= Muluk murder case =

1987 murder case in Birbhum, West Bengal, India

Muluk murder case refers to an incident where four CPI(ML) activists were hacked to death by CPI(M) activists in Muluk near Bolpur in Birbhum district in the Indian state of West Bengal, on 19 November 1987.

On the morning of that date a CPI(M) procession passing through the village had attacked the four Naxalite farm labourers who were in their fields. The mob beat them with sticks and hacked them to death. The dead were identified as Sheikh Jiauddin, Sheikh Mannan, Sudhir Ghosh and Nirmal Ghosh, supporters of the Kanu Sanyal faction of the CPI(ML).

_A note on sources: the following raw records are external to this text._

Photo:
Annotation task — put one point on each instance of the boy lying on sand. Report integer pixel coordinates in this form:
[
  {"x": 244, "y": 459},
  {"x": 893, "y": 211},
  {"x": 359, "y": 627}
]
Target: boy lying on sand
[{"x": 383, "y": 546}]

The district judge of Birbhum, Dipak Saha Ray, awarded life terms to 46 CPI(M) cadres for their involvement in the Muluk murder case on 31 March 2009. The convicted CPI(M) cadres included Akhtar Sheikh, the then CPI(M} upapradhan of Muluk gram panchayat, Roushan Ali, the then CPI(M) panchayat samiti member, Mistri Murmu, the then CPI(M} gram panchayat member and Safiul Rahaman, the then CPI(M) branch committee secretary. Besides them, two primary school teachers, an employee of state electricity board and a NVF staff were also among those convicted. Of the 56 chargsheeted in the case, 10 had died. The convicts had been found guilty under Sections 302, 307 and 149 of Indian Penal Code (IPC). They were also to pay a fine of Rs 5,000 each.